Do you ever find yourself jumping to a worst-case scenario or the worst possible conclusion? Do you ever feel like you are a failure?

if you received a low letter grade on one test, or received a little negative feedback at work? Maybe you and your partner got into a fight, and you immediately think that they are going to break-up with you?

It’s more common that you think for people to experience these distortions in thought, or what’s referred to as a cognitive distortion. Cognitive distortions are thoughts or patterns of thinking that impact a person’s ability to perceive reality rationally and non-judgmentally. They often lead to stronger emotional reactions than we’d like. Luckily, we have the power to control these cognitive distortions and in turn, minimize our emotional reactions. How can we do this? Let’s dive in… First, it’s important to understand and recognize cognitive distortions. Some examples include:

1. All-or-Nothing Thinking Seeing things in terms of extremes – something is either fantastic or awful, you believe you are either perfect or a total failure. 2. Overgeneralization Overgeneralizing can lead to overly negative thoughts about yourself, and your environment based on only one or two experiences. (Remember that example of the student who received just one low letter grade!) 3. Mental Filter The mental filter can foster a decidedly pessimistic view of everything around you by focusing only on the negative. 4. Disqualifying the Positive Acknowledges positive experiences but rejects them instead of embracing them. 5. Jumping to Conclusions – Mind Reading The inaccurate belief that we know what another person is thinking or feeling. 6. Jumping to Conclusions – Fortune Telling The tendency to make conclusions and predictions based on little to no evidence. 7. Catastrophizing Exaggerating or minimizing the meaning, importance, or likelihood of things. 8. Emotional Reasoning Emotional reasoning refers to the acceptance of one’s emotions as fact. Emotions are not fact! 9. Personalization Taking everything personally or assigning blame to yourself without any logical reason to believe you are to blame. 10. Always Being Right Believing we must always be right, and if we aren’t we are no-good!

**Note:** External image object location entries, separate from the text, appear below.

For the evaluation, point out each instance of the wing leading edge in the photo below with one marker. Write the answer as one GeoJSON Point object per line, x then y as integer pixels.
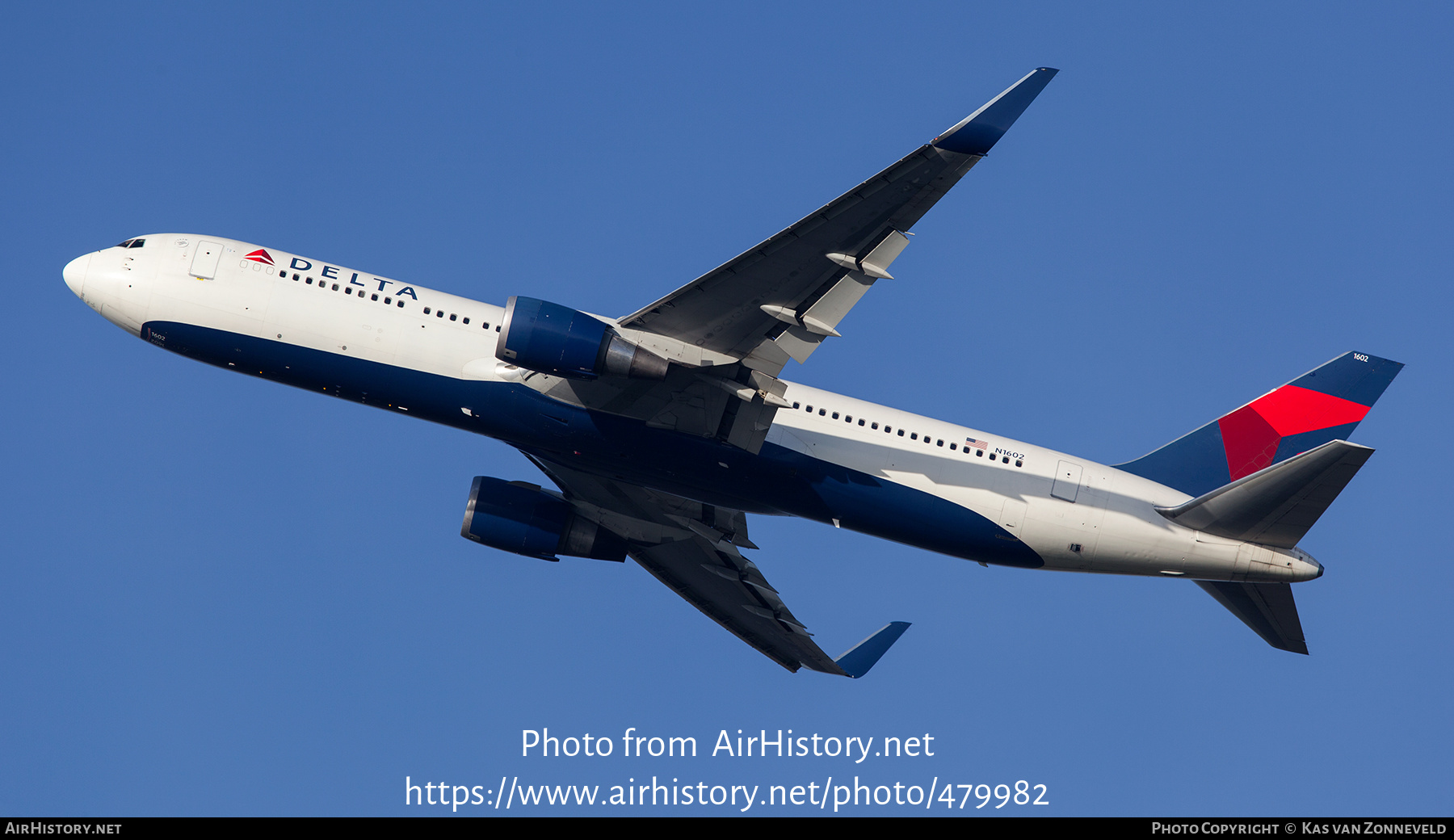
{"type": "Point", "coordinates": [781, 298]}
{"type": "Point", "coordinates": [694, 550]}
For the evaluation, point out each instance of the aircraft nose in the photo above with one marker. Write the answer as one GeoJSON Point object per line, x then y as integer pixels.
{"type": "Point", "coordinates": [74, 274]}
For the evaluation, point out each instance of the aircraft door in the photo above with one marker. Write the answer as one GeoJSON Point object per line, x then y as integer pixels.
{"type": "Point", "coordinates": [1012, 518]}
{"type": "Point", "coordinates": [1068, 481]}
{"type": "Point", "coordinates": [204, 260]}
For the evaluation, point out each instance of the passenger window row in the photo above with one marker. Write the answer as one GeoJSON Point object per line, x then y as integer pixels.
{"type": "Point", "coordinates": [977, 451]}
{"type": "Point", "coordinates": [452, 316]}
{"type": "Point", "coordinates": [348, 289]}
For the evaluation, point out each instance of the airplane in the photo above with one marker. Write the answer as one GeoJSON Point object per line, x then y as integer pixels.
{"type": "Point", "coordinates": [665, 427]}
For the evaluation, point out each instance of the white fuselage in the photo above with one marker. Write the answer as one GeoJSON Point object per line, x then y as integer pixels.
{"type": "Point", "coordinates": [1075, 514]}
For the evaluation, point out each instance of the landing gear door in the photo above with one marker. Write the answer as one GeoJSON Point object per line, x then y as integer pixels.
{"type": "Point", "coordinates": [1068, 481]}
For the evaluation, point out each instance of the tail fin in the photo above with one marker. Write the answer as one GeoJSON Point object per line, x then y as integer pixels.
{"type": "Point", "coordinates": [1319, 405]}
{"type": "Point", "coordinates": [1267, 608]}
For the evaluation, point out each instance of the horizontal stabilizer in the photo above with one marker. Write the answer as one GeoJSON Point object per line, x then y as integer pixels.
{"type": "Point", "coordinates": [1277, 505]}
{"type": "Point", "coordinates": [1323, 405]}
{"type": "Point", "coordinates": [863, 656]}
{"type": "Point", "coordinates": [1267, 608]}
{"type": "Point", "coordinates": [981, 130]}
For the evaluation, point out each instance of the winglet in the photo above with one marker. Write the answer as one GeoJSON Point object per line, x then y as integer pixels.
{"type": "Point", "coordinates": [981, 130]}
{"type": "Point", "coordinates": [863, 656]}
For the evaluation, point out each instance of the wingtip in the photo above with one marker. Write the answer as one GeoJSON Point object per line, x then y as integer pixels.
{"type": "Point", "coordinates": [861, 657]}
{"type": "Point", "coordinates": [977, 132]}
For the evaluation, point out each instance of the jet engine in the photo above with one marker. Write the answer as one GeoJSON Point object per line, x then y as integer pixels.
{"type": "Point", "coordinates": [563, 342]}
{"type": "Point", "coordinates": [523, 519]}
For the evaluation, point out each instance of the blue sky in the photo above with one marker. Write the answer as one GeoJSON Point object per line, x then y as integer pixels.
{"type": "Point", "coordinates": [225, 596]}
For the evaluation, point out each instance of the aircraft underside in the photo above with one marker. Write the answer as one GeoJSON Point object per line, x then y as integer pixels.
{"type": "Point", "coordinates": [775, 481]}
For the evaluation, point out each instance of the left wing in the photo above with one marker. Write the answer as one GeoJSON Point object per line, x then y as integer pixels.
{"type": "Point", "coordinates": [694, 550]}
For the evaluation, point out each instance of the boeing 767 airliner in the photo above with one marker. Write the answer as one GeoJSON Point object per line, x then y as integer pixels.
{"type": "Point", "coordinates": [663, 429]}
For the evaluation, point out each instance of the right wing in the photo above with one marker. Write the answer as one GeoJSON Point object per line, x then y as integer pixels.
{"type": "Point", "coordinates": [694, 550]}
{"type": "Point", "coordinates": [726, 336]}
{"type": "Point", "coordinates": [783, 296]}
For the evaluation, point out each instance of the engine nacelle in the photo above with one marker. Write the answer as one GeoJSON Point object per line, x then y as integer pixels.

Now let’s get to the good stuff! How can I stop these cognitive distortions? Here are two great skills to practice, in order to help you react to a situation more rationally and less judgmental:

Check the Facts Check the Facts is a DBT skill that helps you modify your response to a level that is appropriate for the situation. Ask yourself the following questions to check the facts:

  • Is the way I’m feeling and thinking about a situation factual? Find some evidence and write it down! (Remember, evidence is something that can be proven)

  • What is the event prompting my emotion?

  • What are my interpretations and assumptions about this event? Do they match the facts?

  • Am I assuming a threat?

  • What’s the disaster? How can I cope well with it?

Thoughts on Trial Write down the thought and explore how it’s contributing to your current feeling by putting your thought “on trial.”

The Defense:

  • Write down all the evidence to support the thought

The Prosecution:

  • Write down all the evidence that does not support the thought. For example- if you feel like you are a terrible student because you got a D on one test…take a look at your overall grades. Maybe you have ten A’s and one D out of the whole year! Ask yourself, does this one grade define me as a student?

The Judge:

  • This is tough part! As the judge, it is your job to now look at the defenses and the prosecution's arguments and decide which hold more weight!

Cognitive Distortions are very common and can be quite powerful, we all suffer from them from time to time! Recognizing common cognitive distortions and implementing skills like the ones listed above can help you to gain control of how your emotions are impacted by your thoughts. Although some thoughts are strong, remember that you can take control of the way that you think, which can eventually contribute to decreased emotional suffering. Thoughts are not factual!